Our plots vs. The article plots

Ours:

Tybur et al. (2020)

Challenges & Successes

• For the descriptive statistics, I understand all of the code and what it’s doing.
• For the violin plots, I understand most of the code and what it’s doing.
• For the complex scatter plots, I understand almost none of the code or what it’s doing.
• At the beginning of the week, I didn’t even know how to write code for descriptive statistics.
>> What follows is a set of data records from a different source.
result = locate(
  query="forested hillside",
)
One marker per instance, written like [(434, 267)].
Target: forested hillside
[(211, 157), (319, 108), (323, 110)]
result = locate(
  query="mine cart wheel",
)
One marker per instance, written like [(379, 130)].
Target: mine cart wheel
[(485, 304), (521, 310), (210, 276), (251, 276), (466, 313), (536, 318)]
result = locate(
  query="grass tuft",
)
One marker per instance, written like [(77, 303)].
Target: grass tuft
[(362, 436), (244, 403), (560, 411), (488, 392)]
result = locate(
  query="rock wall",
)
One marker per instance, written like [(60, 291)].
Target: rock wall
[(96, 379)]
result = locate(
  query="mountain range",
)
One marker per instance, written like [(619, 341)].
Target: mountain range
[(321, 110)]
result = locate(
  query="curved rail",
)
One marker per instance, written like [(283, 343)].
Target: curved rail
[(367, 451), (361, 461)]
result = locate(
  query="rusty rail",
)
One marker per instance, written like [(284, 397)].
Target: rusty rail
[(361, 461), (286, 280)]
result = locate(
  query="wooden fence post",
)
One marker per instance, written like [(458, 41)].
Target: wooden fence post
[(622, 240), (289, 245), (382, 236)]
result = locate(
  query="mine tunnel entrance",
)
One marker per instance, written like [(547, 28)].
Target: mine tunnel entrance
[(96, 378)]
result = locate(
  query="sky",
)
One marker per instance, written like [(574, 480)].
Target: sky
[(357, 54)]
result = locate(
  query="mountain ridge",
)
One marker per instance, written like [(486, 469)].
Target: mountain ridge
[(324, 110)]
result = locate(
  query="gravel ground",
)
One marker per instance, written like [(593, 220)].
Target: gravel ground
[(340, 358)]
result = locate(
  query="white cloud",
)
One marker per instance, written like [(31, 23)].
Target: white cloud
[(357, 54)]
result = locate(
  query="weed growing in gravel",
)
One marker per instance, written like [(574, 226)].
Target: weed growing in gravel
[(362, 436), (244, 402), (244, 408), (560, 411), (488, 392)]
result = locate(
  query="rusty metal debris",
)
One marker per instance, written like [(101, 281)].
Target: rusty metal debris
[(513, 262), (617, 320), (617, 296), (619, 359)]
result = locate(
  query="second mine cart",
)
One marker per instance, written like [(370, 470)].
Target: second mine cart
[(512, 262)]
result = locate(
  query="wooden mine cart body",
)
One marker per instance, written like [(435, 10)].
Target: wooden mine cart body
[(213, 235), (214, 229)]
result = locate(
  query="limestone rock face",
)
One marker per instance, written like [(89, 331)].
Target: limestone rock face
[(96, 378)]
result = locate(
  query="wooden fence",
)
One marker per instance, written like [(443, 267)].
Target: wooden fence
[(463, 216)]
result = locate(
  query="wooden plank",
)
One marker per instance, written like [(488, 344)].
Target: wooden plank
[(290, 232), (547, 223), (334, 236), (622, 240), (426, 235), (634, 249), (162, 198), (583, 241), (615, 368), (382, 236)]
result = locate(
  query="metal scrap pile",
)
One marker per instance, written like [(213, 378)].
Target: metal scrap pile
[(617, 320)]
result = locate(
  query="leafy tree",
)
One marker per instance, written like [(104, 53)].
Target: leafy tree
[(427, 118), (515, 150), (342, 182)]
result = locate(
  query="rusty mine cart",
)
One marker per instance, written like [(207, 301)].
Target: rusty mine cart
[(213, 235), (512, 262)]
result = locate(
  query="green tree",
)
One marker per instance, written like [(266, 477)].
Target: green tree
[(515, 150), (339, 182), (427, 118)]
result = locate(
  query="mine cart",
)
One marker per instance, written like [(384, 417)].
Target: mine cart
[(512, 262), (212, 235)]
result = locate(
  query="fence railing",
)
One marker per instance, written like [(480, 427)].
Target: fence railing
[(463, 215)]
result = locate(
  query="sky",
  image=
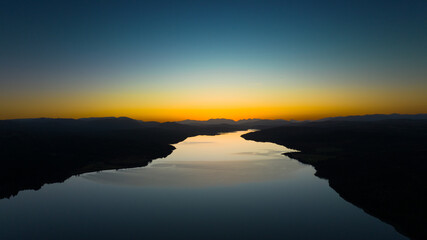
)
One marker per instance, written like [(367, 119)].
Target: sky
[(176, 60)]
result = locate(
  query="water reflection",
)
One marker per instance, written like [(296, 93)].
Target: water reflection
[(210, 187), (203, 161)]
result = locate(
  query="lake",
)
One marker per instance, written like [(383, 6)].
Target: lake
[(210, 187)]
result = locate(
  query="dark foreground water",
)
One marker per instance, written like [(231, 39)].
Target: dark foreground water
[(210, 187)]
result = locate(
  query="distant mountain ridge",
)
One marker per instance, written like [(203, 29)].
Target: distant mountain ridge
[(279, 122), (254, 122)]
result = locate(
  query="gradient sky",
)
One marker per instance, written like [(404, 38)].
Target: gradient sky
[(174, 60)]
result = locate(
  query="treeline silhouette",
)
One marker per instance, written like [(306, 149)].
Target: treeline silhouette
[(39, 151), (379, 166)]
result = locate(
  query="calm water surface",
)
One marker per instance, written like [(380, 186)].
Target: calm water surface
[(210, 187)]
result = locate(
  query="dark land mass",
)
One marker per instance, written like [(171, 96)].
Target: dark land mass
[(34, 152), (379, 165)]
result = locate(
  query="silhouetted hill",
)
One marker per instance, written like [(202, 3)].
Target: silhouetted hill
[(38, 151), (377, 117), (379, 166), (245, 123)]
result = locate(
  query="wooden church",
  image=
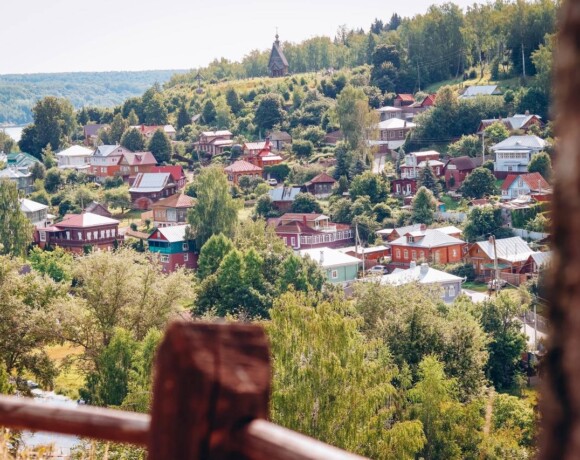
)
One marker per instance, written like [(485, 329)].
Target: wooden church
[(277, 65)]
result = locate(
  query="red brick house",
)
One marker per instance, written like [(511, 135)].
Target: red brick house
[(429, 245), (320, 186), (77, 231), (304, 231), (177, 174), (457, 169), (241, 168), (105, 161), (214, 142), (172, 210), (133, 163), (148, 188)]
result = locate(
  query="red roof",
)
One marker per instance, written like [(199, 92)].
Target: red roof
[(139, 158), (175, 171), (405, 97), (322, 178), (242, 166), (179, 200), (534, 181)]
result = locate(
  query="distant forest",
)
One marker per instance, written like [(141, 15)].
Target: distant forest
[(19, 93)]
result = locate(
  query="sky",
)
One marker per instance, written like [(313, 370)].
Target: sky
[(39, 36)]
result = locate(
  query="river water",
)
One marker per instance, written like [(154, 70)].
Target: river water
[(62, 443)]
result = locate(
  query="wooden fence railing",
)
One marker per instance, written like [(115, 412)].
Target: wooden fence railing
[(210, 401)]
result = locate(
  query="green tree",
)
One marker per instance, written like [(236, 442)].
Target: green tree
[(160, 146), (542, 164), (15, 228), (54, 124), (208, 113), (496, 132), (428, 180), (269, 111), (211, 255), (117, 129), (215, 211), (468, 145), (118, 198), (305, 203), (339, 360), (133, 140), (499, 320), (424, 205), (57, 263), (483, 221), (375, 186), (479, 183)]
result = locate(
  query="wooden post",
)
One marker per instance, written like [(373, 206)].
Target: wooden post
[(211, 380), (560, 401)]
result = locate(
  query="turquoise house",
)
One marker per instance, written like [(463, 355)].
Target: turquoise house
[(340, 268)]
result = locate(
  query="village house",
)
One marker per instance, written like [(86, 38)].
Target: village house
[(133, 163), (277, 64), (512, 256), (449, 285), (311, 230), (23, 179), (91, 134), (105, 161), (260, 154), (427, 245), (36, 213), (320, 186), (148, 131), (339, 268), (214, 142), (457, 169), (283, 197), (518, 122), (174, 247), (513, 154), (241, 168), (523, 184), (172, 210), (177, 174), (148, 188), (97, 208), (480, 90), (391, 234), (75, 157), (79, 231), (280, 139)]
Luckily I’ve got an amazingly supportive group who walked me through this and gave me some confidence.
• A success for me this week was plotting the violin plots for each study and then patching them together so that they look almost exactly like those in our article.
  • Google was my best friend!
  • For something that looks relatively simple, and would be on the processing systems I’m used to, it was very difficult to find the right code, even with the help of Google, and to apply this code to our code!
• I’ve still got a few questions though.
  • How do I remove the y-axis from the study 2 plot, not just the study 3 plot?
  • How do I add the dashed line between the 3 plots?
  • Not yet a question, but a task for this week is to add colour, a title, and a legend to the complex figure 2 plots, as well as position them in the same way as the article?
• Carla Pham will be posting our (Group 3) questions for the Q&A this week.

Goals for this week

• Apart from trying to code the aesthetics for the plots this week, I would like to be able to go through the code and write comments for each of the code, like I’ve done for the descriptive statistics, to understand exactly what is going on so that I can repeat it down the track if I ever need to.